BIB_ID
136253
Accession number
MA 1617.373
Creator
Roberts, Charles G. D., Sir, 1860-1943.
Display Date
Windsor, Nova Scotia, 1893 May 24.
Credit line
Purchased as the gift of Edwin J. Beinecke, 1955.
Description
1 item (4 pages) ; 17.9 x 11.4 cm
Provenance
Purchased as the gift of Edwin J. Beinecke, 1955.
Summary
Expressing admiration for Henley's "Song of the Sword;" saying "Many times since the appearance of your first volume I have been on the point of writing you to express my enthusiastic admiration for your work, but have put it off with the conclusion that it was hardly worth while to bother you with the compliments of a stranger.
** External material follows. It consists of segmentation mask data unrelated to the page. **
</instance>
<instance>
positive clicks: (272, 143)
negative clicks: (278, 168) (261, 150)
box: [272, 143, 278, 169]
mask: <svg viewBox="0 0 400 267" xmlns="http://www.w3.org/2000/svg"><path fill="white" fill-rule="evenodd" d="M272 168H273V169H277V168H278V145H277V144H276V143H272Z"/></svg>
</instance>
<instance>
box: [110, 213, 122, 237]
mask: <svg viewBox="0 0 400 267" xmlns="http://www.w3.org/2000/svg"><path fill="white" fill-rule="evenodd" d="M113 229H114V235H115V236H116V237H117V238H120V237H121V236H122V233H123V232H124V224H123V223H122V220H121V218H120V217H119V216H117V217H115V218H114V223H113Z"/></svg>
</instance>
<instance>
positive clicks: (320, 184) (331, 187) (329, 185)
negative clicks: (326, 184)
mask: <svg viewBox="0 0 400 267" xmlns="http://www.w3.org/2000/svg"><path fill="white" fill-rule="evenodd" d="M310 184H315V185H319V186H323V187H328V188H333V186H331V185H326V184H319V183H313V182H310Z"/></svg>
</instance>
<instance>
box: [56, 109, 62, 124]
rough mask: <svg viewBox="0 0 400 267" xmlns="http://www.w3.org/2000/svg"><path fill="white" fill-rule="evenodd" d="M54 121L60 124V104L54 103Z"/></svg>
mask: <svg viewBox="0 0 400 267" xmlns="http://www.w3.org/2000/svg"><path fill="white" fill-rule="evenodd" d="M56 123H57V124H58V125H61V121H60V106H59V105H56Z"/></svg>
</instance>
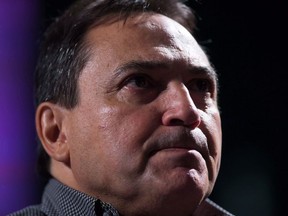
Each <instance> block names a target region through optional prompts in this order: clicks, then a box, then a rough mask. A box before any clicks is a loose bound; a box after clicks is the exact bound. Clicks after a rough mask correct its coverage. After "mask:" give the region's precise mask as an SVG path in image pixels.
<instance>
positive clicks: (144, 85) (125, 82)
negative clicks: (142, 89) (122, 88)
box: [122, 74, 154, 89]
mask: <svg viewBox="0 0 288 216" xmlns="http://www.w3.org/2000/svg"><path fill="white" fill-rule="evenodd" d="M137 79H138V80H137ZM141 82H142V83H141ZM143 82H145V83H144V85H143ZM129 85H133V87H134V88H138V89H147V88H150V87H153V86H154V84H153V81H152V79H151V78H150V77H149V76H147V75H146V74H133V75H131V76H129V77H128V78H126V79H125V80H124V82H123V84H122V86H124V87H125V86H126V87H129ZM141 85H143V86H141Z"/></svg>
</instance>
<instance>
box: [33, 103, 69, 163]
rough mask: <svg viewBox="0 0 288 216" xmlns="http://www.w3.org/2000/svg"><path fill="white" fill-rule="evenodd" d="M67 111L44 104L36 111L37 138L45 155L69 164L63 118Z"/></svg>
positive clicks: (57, 107) (53, 104)
mask: <svg viewBox="0 0 288 216" xmlns="http://www.w3.org/2000/svg"><path fill="white" fill-rule="evenodd" d="M66 114H67V110H66V109H65V108H63V107H61V106H59V105H57V104H53V103H50V102H44V103H42V104H40V105H39V106H38V108H37V110H36V119H35V120H36V129H37V134H38V137H39V139H40V141H41V143H42V145H43V148H44V149H45V151H46V152H47V154H48V155H49V156H50V157H51V158H53V159H54V160H56V161H59V162H63V163H65V164H69V161H70V154H69V146H68V144H67V136H66V128H65V122H64V120H65V117H66Z"/></svg>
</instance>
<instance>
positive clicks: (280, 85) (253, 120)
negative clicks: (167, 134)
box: [23, 0, 288, 216]
mask: <svg viewBox="0 0 288 216" xmlns="http://www.w3.org/2000/svg"><path fill="white" fill-rule="evenodd" d="M40 2H41V4H40V6H39V20H38V23H37V31H35V32H37V33H36V34H35V38H37V37H38V36H39V35H40V33H41V32H42V31H43V29H45V28H46V26H47V25H48V24H49V23H50V22H51V19H52V18H54V17H55V16H57V15H58V14H59V13H61V12H62V11H63V10H64V9H65V8H66V7H67V6H68V5H69V4H71V3H72V2H73V1H68V0H65V1H64V0H61V1H59V0H41V1H40ZM188 4H189V5H190V6H191V7H192V8H193V9H194V11H195V14H196V17H197V20H198V30H197V31H196V32H195V37H196V39H197V40H198V41H199V42H200V43H201V44H202V46H204V47H205V49H206V50H207V54H208V55H209V56H210V59H211V62H212V63H213V64H214V66H215V68H216V69H217V71H218V73H219V79H220V98H219V103H220V107H221V112H222V125H223V156H222V166H221V169H220V174H219V177H218V180H217V182H216V186H215V188H214V191H213V193H212V195H211V199H213V200H214V201H216V202H217V203H219V204H220V205H222V206H223V207H224V208H226V209H227V210H229V211H231V212H232V213H234V214H235V215H243V216H250V215H251V216H260V215H261V216H274V215H281V216H282V215H288V207H287V204H286V200H285V197H286V191H287V183H288V177H287V172H288V168H287V165H288V163H287V161H286V159H287V156H286V155H287V151H286V149H287V145H288V142H287V135H288V128H287V122H288V118H287V112H288V109H287V106H286V104H287V102H286V101H287V99H288V97H287V93H288V91H287V82H288V78H287V76H286V74H287V72H288V71H287V60H286V59H287V34H286V28H287V27H288V25H287V21H288V19H287V18H288V16H287V15H288V12H287V9H288V8H287V7H286V6H284V0H274V1H261V0H254V1H237V0H236V1H231V0H230V1H229V0H222V1H217V0H214V1H213V0H210V1H208V0H206V1H205V0H202V1H200V0H199V1H191V0H190V1H188ZM35 44H36V43H35ZM32 49H33V50H35V47H33V48H32ZM31 98H32V97H31ZM31 103H32V102H31ZM31 121H33V120H32V119H31ZM35 179H37V177H35ZM31 190H32V189H31ZM40 195H41V185H40V186H38V191H37V195H35V196H34V198H33V199H30V200H28V201H27V202H26V204H34V203H35V201H36V200H38V202H39V201H40ZM30 202H31V203H30ZM23 207H24V206H23Z"/></svg>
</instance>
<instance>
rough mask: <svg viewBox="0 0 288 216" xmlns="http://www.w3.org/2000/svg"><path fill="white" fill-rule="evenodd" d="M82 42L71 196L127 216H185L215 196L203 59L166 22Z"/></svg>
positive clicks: (135, 28)
mask: <svg viewBox="0 0 288 216" xmlns="http://www.w3.org/2000/svg"><path fill="white" fill-rule="evenodd" d="M86 42H87V43H88V45H89V47H90V49H91V50H90V53H91V56H90V59H89V61H88V63H87V65H86V67H85V68H84V70H83V71H82V73H81V75H80V78H79V82H78V84H79V86H78V87H79V104H78V105H77V106H76V108H74V109H73V110H71V111H69V112H68V116H67V118H66V120H67V122H68V125H69V127H68V128H67V143H68V145H69V153H70V160H71V161H70V166H71V170H72V172H73V175H74V177H75V179H76V181H77V184H78V185H77V188H76V189H78V190H81V191H83V192H86V193H88V194H90V195H93V196H96V197H98V198H100V199H102V200H103V201H106V202H110V203H112V204H113V205H114V206H115V207H116V208H117V209H119V211H120V212H121V213H123V214H125V215H129V214H130V215H137V213H138V214H141V215H142V214H143V215H145V214H146V215H149V214H151V215H182V214H183V215H188V214H190V213H191V212H193V211H194V209H195V208H196V207H197V205H198V204H199V202H200V201H202V200H203V198H205V197H206V196H207V195H208V194H209V193H210V192H211V190H212V187H213V185H214V183H215V180H216V176H217V173H218V169H219V164H220V155H221V123H220V117H219V111H218V108H217V98H216V97H217V90H216V88H217V87H216V77H215V74H214V71H213V70H212V69H211V66H210V64H209V61H208V60H207V57H206V55H205V54H204V53H203V51H202V50H201V48H200V47H199V45H198V44H197V43H196V42H195V40H194V39H193V37H192V36H191V35H190V34H189V33H188V32H187V31H186V30H185V29H184V28H183V27H182V26H181V25H179V24H178V23H176V22H174V21H172V20H171V19H169V18H167V17H165V16H162V15H152V14H146V15H139V14H138V15H135V16H134V17H131V18H129V19H128V20H127V21H126V23H125V24H124V23H123V21H119V22H115V23H113V24H109V25H103V26H100V27H97V28H96V29H92V30H91V31H90V32H89V33H88V34H87V37H86ZM136 212H137V213H136ZM175 212H177V213H175ZM181 213H182V214H181Z"/></svg>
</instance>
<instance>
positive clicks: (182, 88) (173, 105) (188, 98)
mask: <svg viewBox="0 0 288 216" xmlns="http://www.w3.org/2000/svg"><path fill="white" fill-rule="evenodd" d="M170 89H171V92H170V94H171V96H170V97H171V99H172V101H171V102H170V104H171V105H172V106H175V108H176V107H178V108H181V107H182V108H190V109H192V108H194V109H195V108H196V106H195V104H194V102H193V100H192V98H191V96H190V93H189V90H188V89H187V87H186V86H185V85H184V84H183V83H173V84H171V86H170Z"/></svg>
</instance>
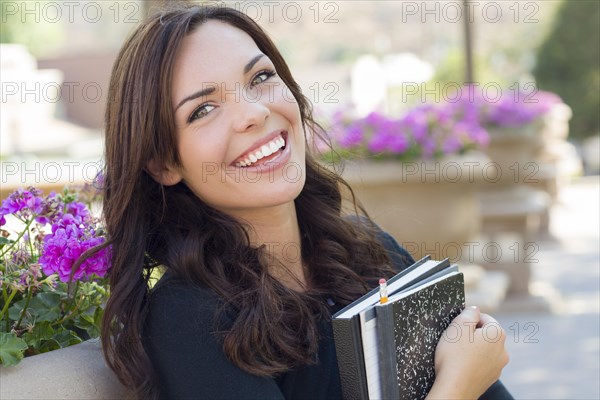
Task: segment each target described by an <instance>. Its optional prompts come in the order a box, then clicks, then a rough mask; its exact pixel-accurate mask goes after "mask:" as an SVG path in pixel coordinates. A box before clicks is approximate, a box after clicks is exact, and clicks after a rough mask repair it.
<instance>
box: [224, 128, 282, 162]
mask: <svg viewBox="0 0 600 400" xmlns="http://www.w3.org/2000/svg"><path fill="white" fill-rule="evenodd" d="M286 143H287V131H284V130H283V131H276V132H273V133H271V134H269V135H268V136H266V137H265V138H263V139H260V140H258V141H257V142H255V143H254V144H252V146H250V149H249V150H246V151H245V152H244V154H243V155H241V156H240V157H238V158H236V159H235V161H234V162H233V163H232V164H233V165H234V166H236V167H238V168H247V167H252V166H259V165H262V164H265V163H268V162H269V161H271V160H272V159H275V158H277V157H278V155H280V154H281V152H282V149H285V146H286Z"/></svg>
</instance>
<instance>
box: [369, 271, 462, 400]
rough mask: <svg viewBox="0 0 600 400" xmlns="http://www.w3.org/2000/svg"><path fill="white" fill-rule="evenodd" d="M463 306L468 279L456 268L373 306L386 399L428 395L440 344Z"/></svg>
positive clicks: (395, 295)
mask: <svg viewBox="0 0 600 400" xmlns="http://www.w3.org/2000/svg"><path fill="white" fill-rule="evenodd" d="M464 307H465V294H464V278H463V274H462V273H460V272H457V271H456V270H455V271H449V273H448V274H445V275H442V276H438V277H437V278H435V279H433V280H430V281H428V282H426V283H424V284H422V285H419V286H418V287H413V288H409V289H408V290H406V291H404V292H401V293H398V294H396V295H394V296H392V297H390V299H389V301H388V303H387V304H383V305H377V306H376V307H375V319H376V323H375V325H376V331H377V336H378V346H377V347H378V353H379V354H378V356H379V357H378V358H379V360H378V361H379V372H380V376H381V382H380V385H381V397H382V398H383V399H403V400H404V399H406V400H417V399H424V398H425V397H426V396H427V393H429V390H430V389H431V386H432V385H433V381H434V380H435V370H434V355H435V348H436V346H437V343H438V341H439V339H440V337H441V335H442V333H443V332H444V330H446V328H447V327H448V326H449V325H450V323H451V322H452V320H453V319H454V318H455V317H456V316H457V315H458V314H460V312H461V311H462V310H463V309H464ZM450 339H452V338H450Z"/></svg>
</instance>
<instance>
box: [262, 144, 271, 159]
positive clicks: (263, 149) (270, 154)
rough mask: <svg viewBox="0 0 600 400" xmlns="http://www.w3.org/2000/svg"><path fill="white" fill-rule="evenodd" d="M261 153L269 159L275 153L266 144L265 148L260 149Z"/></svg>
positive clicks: (263, 146)
mask: <svg viewBox="0 0 600 400" xmlns="http://www.w3.org/2000/svg"><path fill="white" fill-rule="evenodd" d="M260 152H261V153H263V156H265V157H268V156H270V155H271V154H273V152H272V151H271V148H270V147H269V146H267V145H266V144H263V146H262V147H261V148H260Z"/></svg>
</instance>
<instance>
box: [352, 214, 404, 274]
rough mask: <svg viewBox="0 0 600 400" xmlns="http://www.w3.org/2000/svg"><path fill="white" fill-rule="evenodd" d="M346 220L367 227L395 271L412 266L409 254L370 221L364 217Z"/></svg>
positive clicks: (395, 242)
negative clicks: (371, 231)
mask: <svg viewBox="0 0 600 400" xmlns="http://www.w3.org/2000/svg"><path fill="white" fill-rule="evenodd" d="M348 219H349V220H350V221H352V222H353V223H355V224H360V225H363V226H365V227H367V228H368V229H370V230H371V231H372V232H373V233H374V235H375V240H377V241H378V242H379V243H380V244H381V245H382V246H383V248H384V249H385V251H386V253H387V255H388V257H389V258H390V260H391V262H392V265H393V267H394V268H395V269H396V270H403V269H405V268H407V267H409V266H411V265H412V264H414V262H415V260H414V259H413V257H412V256H411V255H410V253H409V252H408V251H406V249H405V248H404V247H402V246H400V244H398V241H397V240H396V239H395V238H394V237H393V236H392V235H390V234H389V233H388V232H386V231H384V230H383V229H382V228H381V227H380V226H379V225H377V224H376V223H375V222H373V221H372V220H371V219H369V218H367V217H364V216H349V217H348Z"/></svg>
This morning, however, I am exasperated by an extravagant American eulogy of Watson, in which that skilful & [illegible] young Wordsworthian is lauded as easily chief among England's younger Singers. Now I am not blind to the fact that Watson has a genuine note, here & there; but his limitations make the idea of him as a leader or a master ridiculous. I have cursed more than a little over the serious way Americans have taken Watson ever since it was rumoured that Gladstone had smiled upon him. Then I have turned again to "Out of the Night that Covers me" - & "Heroes, my Children", - & "Spring Winds that blow", - & "Where forlorn sunsets", - & the elemental fullness of "What should the Trees" - & "When the Wind storms by" - & "Here they trysted" - & "It came with the threat" - & "Midsummer Midnight Skies" - - almost all your later stuff, indeed, (except that one which I do not like beginning "A desolate shore"). We should all be sitting at the feet of the man who writes "Death is death; but we shall die / To the Song on your bugles blown, / England - / To the stars on your bugles blown." I cannot keep still in my chair when I read that! Yours, it seems to me, is the note of mastery in England now, - the large, the manly, the heroic note. It always makes me want to pay you homage; & now it has made me try to pay it."